Since Flood entered the Legislature in 2004 after a career with International Paper, he has had a reputation as a moderate, detail-oriented public servant respected by Democrats and Republicans. He also has served on the boards of local nonprofits, including the Family Violence Project and the Winthrop-area YMCA and the chamber of commerce.

Flood has been “a real gentleman and somebody who can get things done in the community,” said Peter Thompson, the chamber’s executive director.


From 2010 to 2012, Flood was co-chairman of the Legislature’s budget-writing committee, on which he served for eight years. Earlier this year, he was crucial in crafting a compromise deal that provided $5 million to reduce or eliminate waiting lists for hundreds of developmentally disabled adults needing home or community-based care.

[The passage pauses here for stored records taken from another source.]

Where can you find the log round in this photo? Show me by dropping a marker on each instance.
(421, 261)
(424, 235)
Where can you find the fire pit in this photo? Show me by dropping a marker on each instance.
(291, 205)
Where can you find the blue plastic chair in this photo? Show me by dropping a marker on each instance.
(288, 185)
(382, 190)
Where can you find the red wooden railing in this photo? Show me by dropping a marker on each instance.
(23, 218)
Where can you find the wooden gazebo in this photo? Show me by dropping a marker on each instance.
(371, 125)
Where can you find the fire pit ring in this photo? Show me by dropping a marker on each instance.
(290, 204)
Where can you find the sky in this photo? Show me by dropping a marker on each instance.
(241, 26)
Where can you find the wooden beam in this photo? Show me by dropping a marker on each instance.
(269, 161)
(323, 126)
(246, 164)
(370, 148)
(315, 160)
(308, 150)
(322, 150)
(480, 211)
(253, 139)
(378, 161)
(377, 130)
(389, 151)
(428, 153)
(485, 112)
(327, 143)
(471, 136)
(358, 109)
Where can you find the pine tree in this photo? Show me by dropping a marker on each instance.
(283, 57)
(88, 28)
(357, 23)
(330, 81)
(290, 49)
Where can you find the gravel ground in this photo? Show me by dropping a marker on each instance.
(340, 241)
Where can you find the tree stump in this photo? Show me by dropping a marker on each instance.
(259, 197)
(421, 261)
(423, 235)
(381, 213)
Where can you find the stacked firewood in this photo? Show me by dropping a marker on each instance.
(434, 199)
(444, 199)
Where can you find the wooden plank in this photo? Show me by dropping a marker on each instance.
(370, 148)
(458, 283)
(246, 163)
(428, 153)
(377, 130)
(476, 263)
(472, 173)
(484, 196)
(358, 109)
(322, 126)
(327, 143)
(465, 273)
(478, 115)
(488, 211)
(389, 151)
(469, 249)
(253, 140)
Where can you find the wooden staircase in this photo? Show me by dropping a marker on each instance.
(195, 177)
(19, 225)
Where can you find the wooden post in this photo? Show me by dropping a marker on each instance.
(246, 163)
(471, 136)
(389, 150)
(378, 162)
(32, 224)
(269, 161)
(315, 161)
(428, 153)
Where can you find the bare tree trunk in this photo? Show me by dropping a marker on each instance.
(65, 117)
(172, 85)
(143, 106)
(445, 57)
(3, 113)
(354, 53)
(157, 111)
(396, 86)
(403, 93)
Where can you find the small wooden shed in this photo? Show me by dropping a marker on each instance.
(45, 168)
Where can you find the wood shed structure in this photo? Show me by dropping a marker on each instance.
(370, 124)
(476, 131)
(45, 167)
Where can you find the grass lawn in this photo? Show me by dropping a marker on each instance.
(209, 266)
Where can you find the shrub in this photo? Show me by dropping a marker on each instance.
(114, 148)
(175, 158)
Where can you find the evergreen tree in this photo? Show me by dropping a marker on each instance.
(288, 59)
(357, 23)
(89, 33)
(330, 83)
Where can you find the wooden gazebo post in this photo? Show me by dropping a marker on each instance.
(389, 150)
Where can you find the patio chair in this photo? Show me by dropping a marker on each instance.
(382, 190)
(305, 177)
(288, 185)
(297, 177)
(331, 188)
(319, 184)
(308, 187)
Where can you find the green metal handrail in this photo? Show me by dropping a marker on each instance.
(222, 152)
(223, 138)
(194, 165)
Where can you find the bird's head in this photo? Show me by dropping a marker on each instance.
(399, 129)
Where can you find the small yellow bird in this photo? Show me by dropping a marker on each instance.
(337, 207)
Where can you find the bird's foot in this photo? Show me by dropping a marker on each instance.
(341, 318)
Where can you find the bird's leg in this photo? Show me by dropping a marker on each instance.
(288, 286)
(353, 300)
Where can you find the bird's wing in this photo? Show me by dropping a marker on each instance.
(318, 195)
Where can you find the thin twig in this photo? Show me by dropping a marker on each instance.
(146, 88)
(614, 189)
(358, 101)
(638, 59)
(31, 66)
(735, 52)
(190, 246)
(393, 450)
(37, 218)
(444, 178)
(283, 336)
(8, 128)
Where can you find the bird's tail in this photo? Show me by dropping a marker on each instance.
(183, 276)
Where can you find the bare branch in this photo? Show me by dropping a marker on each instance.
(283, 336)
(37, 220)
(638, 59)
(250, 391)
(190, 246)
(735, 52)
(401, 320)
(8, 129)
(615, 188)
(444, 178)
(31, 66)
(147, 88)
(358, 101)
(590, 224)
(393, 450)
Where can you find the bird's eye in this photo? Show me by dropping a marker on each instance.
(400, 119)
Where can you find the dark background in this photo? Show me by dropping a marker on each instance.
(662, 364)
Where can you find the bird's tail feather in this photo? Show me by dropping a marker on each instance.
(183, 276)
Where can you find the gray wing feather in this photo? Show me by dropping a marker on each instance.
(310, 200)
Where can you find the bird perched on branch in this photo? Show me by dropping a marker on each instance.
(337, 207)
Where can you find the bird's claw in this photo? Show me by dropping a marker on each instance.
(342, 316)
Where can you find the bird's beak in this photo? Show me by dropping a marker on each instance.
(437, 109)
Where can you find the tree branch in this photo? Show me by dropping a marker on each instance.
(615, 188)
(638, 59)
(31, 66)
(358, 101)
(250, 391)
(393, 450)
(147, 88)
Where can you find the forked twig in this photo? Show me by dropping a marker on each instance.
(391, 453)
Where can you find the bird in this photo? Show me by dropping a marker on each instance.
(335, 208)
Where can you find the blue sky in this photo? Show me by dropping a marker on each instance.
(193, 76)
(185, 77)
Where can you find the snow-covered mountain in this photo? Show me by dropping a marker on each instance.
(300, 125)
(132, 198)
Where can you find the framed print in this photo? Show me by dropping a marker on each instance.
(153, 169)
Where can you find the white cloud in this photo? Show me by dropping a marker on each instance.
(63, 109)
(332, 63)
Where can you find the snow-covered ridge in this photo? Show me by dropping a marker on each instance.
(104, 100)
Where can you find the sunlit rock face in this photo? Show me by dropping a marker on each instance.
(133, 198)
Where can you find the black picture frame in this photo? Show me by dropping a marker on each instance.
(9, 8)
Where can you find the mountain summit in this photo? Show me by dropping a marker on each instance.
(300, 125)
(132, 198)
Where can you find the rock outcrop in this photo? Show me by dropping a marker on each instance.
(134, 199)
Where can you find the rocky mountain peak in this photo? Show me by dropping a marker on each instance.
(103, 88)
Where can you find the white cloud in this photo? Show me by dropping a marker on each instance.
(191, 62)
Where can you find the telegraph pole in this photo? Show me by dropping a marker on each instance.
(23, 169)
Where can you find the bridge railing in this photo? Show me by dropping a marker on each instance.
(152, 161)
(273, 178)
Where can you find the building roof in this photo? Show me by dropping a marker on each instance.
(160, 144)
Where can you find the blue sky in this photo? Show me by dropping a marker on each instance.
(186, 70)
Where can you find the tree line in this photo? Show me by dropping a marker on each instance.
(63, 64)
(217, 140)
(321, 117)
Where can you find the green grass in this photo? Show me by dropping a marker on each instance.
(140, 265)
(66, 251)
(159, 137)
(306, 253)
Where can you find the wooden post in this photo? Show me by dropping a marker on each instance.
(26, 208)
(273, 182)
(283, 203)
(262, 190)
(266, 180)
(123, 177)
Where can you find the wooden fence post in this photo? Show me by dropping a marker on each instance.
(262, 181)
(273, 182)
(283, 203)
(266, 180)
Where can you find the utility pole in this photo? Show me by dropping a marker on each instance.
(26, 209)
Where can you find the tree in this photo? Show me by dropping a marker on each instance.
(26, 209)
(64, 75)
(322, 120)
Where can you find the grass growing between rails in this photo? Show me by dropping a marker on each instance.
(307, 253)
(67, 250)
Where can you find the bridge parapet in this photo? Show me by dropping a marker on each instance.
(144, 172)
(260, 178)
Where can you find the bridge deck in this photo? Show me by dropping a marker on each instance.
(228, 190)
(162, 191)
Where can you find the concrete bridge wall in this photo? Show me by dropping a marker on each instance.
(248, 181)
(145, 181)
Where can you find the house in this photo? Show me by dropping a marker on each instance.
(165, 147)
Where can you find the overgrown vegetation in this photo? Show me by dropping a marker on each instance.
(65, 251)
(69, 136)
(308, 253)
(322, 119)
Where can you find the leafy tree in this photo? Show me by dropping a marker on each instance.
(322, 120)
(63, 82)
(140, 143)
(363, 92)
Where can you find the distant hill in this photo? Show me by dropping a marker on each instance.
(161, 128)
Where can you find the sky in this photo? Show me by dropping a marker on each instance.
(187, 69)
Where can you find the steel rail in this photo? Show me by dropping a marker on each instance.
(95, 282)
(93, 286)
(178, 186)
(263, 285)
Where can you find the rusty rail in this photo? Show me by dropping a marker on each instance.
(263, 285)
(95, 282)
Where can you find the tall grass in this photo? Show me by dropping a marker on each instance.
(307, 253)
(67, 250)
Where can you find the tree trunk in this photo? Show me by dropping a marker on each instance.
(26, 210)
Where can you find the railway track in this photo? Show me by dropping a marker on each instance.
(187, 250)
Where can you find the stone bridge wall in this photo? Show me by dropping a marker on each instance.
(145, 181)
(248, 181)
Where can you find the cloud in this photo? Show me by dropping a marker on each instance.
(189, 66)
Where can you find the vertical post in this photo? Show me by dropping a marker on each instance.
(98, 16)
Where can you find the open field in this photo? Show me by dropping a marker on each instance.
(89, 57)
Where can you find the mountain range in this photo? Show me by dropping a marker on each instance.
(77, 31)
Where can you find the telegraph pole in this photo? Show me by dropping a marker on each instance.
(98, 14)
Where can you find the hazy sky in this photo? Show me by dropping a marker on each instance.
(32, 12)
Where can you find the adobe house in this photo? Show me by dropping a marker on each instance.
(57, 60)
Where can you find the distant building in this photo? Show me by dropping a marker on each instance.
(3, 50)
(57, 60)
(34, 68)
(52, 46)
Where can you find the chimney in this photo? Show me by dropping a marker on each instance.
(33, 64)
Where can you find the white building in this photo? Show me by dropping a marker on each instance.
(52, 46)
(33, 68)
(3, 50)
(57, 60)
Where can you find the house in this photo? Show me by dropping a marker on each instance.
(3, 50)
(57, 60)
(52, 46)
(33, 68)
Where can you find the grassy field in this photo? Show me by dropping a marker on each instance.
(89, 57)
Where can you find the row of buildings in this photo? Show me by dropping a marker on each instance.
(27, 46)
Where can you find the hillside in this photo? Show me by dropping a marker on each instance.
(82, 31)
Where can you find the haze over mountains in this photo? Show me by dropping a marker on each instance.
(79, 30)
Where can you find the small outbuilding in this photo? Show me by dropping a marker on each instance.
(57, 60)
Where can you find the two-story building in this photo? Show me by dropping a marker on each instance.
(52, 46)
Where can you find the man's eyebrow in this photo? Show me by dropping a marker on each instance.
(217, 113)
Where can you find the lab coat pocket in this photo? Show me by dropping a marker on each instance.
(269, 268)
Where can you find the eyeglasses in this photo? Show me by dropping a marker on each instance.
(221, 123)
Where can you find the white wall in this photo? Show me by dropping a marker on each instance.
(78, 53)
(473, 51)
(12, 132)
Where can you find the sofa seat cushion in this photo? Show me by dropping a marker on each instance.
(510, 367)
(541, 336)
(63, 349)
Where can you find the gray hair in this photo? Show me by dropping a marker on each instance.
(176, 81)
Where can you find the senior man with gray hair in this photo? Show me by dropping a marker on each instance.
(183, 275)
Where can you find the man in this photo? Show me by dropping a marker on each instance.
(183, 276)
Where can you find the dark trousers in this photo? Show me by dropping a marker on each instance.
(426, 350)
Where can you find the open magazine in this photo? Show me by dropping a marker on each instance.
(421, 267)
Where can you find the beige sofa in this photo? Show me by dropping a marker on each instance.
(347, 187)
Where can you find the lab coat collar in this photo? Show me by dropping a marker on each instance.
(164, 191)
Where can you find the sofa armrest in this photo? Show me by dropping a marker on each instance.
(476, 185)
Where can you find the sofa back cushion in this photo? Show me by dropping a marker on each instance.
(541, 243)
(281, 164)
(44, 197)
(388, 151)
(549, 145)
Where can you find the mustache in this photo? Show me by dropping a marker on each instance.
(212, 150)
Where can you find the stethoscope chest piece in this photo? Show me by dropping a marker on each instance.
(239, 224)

“Finding agreement in areas that were ripe for disagreement was a very challenging and very rewarding kind of work,” Flood said.

He has also been willing, at times, to buck his party: In 2012, he and Sen. Roger Katz, an Augusta Republican, criticized Gov. Paul LePage for calling certain state employees “corrupt.”

This year, Flood endorsed independent Eliot Cutler in his unsuccessful campaign against LePage, who won a second term. He also backed Democrat Emily Cain over Republican Bruce Poliquin in the race for Maine’s 2nd Congressional District seat. Flood spent six years on the budget writing committee with Cain, who lost to Poliquin.

Sharon Treat, a Democrat from Hallowell who also left the Legislature in December, worked with Flood on many local issues, as diverse as the future of Hallowell’s Stevens School complex and a controversy last year that stemmed from a state crackdown at Hallowell bars lacking dancing licenses.

She said Flood was well-respected for his attention to constituent concerns, calling him a good “convener of the parties” in government, often working to get solutions that were “the best you can get under the circumstances.”


“I think that in the Legislature, people can have different points of view on the issues,” she said, “but it’s important to be someone who stands by his word and has an ethical center, and Pat has that.”